“Mijn trein rijdt naar Auschwitz” – Tomas Kraus, prominent lid Joodse gemeenschap Tsjechië, belicht leven en werk van vader Frantisek R. Kraus, Shoa-overlevende en schriftelijk getuige

Gepubliceerd op 23 september 2024 om 01:17

“Waarom ga je weg, Frantisek? Waarom laat je me hier alleen?” De laatste woorden van de moeder van Shoa-overlevende Frantisek R. Kraus voor zijn deportatie vanuit het getto Theresienstadt naar vernietigingskamp Auschwitz. “Een laatste kus en ik storm naar buiten… In de zijsteeg moet ik stoppen. Tranen vloeien over mijn wangen… Moeder, moeder, het laatste wat mij bleef, sterft een vreselijke dood, zonder mij…”
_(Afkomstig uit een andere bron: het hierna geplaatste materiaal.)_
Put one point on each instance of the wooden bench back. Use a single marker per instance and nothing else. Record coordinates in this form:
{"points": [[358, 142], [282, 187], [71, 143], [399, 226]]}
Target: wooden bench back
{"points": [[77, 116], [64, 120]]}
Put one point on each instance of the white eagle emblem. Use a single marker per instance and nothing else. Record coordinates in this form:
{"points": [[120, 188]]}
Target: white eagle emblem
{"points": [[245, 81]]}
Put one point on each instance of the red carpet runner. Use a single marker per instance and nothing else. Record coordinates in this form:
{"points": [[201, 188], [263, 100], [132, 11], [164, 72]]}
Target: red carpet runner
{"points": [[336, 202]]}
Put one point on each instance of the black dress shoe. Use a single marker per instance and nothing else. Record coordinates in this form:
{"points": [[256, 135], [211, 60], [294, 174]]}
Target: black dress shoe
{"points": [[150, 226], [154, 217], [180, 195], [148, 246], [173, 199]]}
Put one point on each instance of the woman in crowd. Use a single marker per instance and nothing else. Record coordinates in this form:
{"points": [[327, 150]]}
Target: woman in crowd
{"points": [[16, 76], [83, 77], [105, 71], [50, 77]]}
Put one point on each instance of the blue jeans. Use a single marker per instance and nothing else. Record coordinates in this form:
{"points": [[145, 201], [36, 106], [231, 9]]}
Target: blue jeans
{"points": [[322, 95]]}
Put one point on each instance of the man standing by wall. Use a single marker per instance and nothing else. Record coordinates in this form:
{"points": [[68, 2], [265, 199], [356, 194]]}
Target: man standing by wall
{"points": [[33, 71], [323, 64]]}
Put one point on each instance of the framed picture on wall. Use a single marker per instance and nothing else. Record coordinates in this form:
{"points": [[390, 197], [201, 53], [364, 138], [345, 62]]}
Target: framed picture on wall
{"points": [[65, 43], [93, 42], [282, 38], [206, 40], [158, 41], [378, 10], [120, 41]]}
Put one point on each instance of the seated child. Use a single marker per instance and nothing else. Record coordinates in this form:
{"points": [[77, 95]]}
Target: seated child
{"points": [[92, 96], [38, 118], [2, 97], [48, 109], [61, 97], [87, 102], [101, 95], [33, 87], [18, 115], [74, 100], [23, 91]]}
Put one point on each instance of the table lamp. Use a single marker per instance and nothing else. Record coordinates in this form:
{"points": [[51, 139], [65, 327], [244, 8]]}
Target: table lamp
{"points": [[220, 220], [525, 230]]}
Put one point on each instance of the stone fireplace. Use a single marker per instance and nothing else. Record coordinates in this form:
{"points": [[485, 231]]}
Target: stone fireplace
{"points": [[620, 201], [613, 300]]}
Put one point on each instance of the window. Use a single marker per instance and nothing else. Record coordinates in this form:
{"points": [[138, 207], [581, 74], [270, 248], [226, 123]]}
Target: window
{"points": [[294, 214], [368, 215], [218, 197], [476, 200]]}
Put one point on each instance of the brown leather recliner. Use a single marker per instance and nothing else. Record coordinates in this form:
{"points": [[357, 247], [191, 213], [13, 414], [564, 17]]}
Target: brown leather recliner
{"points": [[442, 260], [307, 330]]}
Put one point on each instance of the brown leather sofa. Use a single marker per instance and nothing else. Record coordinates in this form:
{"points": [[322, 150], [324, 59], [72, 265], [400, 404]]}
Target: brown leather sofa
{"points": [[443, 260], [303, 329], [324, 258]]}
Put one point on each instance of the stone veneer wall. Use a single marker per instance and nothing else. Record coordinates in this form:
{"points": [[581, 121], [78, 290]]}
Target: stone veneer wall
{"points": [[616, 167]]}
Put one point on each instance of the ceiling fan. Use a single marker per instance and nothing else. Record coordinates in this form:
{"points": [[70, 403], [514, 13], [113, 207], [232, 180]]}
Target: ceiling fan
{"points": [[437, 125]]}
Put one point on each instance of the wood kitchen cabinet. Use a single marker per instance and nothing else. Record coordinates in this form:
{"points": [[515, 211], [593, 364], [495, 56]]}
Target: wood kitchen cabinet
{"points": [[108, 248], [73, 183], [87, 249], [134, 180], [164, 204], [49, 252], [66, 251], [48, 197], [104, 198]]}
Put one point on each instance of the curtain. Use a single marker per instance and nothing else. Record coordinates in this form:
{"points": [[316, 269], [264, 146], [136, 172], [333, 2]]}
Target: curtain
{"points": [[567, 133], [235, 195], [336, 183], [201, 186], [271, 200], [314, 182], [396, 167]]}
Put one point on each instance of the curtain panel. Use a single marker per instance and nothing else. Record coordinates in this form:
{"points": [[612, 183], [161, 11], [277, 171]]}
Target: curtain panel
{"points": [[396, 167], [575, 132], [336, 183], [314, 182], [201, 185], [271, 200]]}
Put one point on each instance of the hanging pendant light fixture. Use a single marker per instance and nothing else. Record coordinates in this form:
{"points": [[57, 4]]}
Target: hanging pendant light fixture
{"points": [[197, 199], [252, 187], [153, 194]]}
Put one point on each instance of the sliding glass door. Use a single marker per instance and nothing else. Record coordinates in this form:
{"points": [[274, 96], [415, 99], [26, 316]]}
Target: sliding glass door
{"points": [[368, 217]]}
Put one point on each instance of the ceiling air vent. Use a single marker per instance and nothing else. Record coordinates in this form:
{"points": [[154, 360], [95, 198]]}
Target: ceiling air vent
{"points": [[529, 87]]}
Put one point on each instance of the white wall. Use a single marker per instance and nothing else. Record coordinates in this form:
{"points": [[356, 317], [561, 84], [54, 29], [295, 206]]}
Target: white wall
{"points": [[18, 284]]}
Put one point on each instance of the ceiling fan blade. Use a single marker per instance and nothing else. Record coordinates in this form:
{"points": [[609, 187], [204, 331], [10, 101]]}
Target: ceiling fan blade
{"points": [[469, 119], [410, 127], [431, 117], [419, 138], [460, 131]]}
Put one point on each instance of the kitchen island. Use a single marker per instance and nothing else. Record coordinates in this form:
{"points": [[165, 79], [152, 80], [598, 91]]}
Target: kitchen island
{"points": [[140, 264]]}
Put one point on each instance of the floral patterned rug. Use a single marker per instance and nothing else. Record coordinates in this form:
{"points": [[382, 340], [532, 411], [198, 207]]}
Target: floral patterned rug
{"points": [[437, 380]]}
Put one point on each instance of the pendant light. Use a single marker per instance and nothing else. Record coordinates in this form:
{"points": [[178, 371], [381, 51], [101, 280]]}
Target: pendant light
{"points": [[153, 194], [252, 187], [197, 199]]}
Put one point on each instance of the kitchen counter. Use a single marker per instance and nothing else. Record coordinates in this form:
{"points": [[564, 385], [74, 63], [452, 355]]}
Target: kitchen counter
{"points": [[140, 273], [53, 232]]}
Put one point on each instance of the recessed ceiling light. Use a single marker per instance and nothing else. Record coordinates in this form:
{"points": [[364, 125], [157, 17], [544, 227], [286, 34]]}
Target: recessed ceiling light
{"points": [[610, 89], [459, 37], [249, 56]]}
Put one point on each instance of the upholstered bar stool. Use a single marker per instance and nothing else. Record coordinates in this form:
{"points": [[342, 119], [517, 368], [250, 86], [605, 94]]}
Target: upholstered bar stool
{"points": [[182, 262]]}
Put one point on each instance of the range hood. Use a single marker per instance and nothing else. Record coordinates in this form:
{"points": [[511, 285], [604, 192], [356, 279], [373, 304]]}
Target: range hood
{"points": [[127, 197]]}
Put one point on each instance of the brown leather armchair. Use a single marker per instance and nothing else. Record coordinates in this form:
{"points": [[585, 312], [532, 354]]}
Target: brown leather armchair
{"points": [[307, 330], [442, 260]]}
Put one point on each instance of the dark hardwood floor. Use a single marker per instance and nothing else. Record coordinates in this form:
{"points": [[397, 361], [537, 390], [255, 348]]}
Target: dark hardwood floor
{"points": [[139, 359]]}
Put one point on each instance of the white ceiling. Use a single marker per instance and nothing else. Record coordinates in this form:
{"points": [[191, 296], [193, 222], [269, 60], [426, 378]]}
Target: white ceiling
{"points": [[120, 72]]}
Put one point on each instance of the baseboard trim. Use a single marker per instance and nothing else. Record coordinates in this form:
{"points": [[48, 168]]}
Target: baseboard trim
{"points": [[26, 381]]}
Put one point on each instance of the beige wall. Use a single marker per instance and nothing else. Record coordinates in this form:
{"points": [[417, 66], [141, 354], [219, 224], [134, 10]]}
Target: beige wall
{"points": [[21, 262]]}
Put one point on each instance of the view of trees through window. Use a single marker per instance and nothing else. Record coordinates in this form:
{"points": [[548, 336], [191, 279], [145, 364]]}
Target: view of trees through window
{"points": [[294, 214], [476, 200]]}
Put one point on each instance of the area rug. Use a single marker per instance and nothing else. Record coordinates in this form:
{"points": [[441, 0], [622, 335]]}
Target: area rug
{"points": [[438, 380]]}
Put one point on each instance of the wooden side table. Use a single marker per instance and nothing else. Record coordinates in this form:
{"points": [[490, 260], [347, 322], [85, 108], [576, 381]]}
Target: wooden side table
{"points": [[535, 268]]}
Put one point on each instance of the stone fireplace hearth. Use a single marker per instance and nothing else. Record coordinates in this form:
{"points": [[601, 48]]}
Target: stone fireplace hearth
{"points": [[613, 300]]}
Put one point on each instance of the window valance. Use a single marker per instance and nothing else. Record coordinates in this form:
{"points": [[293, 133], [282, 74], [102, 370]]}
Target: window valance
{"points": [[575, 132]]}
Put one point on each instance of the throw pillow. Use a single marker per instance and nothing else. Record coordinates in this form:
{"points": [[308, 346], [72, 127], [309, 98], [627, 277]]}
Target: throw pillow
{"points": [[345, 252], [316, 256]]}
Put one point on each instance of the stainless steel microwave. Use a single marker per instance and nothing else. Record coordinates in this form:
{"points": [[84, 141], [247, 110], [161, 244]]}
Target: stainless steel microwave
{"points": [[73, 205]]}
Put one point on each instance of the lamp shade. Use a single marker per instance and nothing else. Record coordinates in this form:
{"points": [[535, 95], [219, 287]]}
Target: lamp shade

Dit fragment is ontleend aan het recent in het Duits verschenen boek “Gas, Gas, … und dann Feuer” van de Tsjechische journalist Frantisek Robert Kraus. Diens kampherinneringen verschenen al direct na de oorlog (1945) in het Tsjechisch. Het Duitse magazine Jungle World sprak met de zoon van Frantisek R. Kraus, Tomas Kraus, over het leven van zijn vader en de maatschappelijke positie van Joden in het naoorlogse, sinds 1948 communistische Tsjechoslowakije.

Waarom heeft het eigenlijk zo lang geduurd dat “Gas, Gas, ... und dann Feuer” ook in het Duits is vertaald en gepubliceerd, bijna tachtig jaar later? In eerste instantie hangt dat samen met de naoorlogse politieke ontwikkelingen, antwoordt Tomas Kraus. “Tot 1948 kon het boek in Tsjechoslowakije verschijnen. Het beleefde zelfs een derde druk. Nadat de communisten aan de macht gekomen zijn, was dat niet meer mogelijk. Als in deze tijd over de Tweede Wereldoorlog gesproken werd, moest dat altijd over het communistische verzet gaan. Dat was echter niet het thema van “Gas, Gas, … und dann Feuer”.”

In de jaren zestig van de vorige eeuw hoorde de auteur: “Dat is toch nu al twintig jaar geleden. Wat interesseert ons het verleden. Wij bouwen het socialisme op!” Bovendien, zo licht zoon Tomas toe, zou het in die communistische periode een groot risico zijn geweest voor zijn vader om met een (kapitalistische) West-Duitse uitgever contact op te nemen. Andere boeken van Frantisek Kraus mochten wel verschijnen in Tsjechoslowakije, zij het slechts in gecensureerde vorm. “Als problematisch gold bijvoorbeeld zijn houding tegenover het zionisme”, informeert de zoon.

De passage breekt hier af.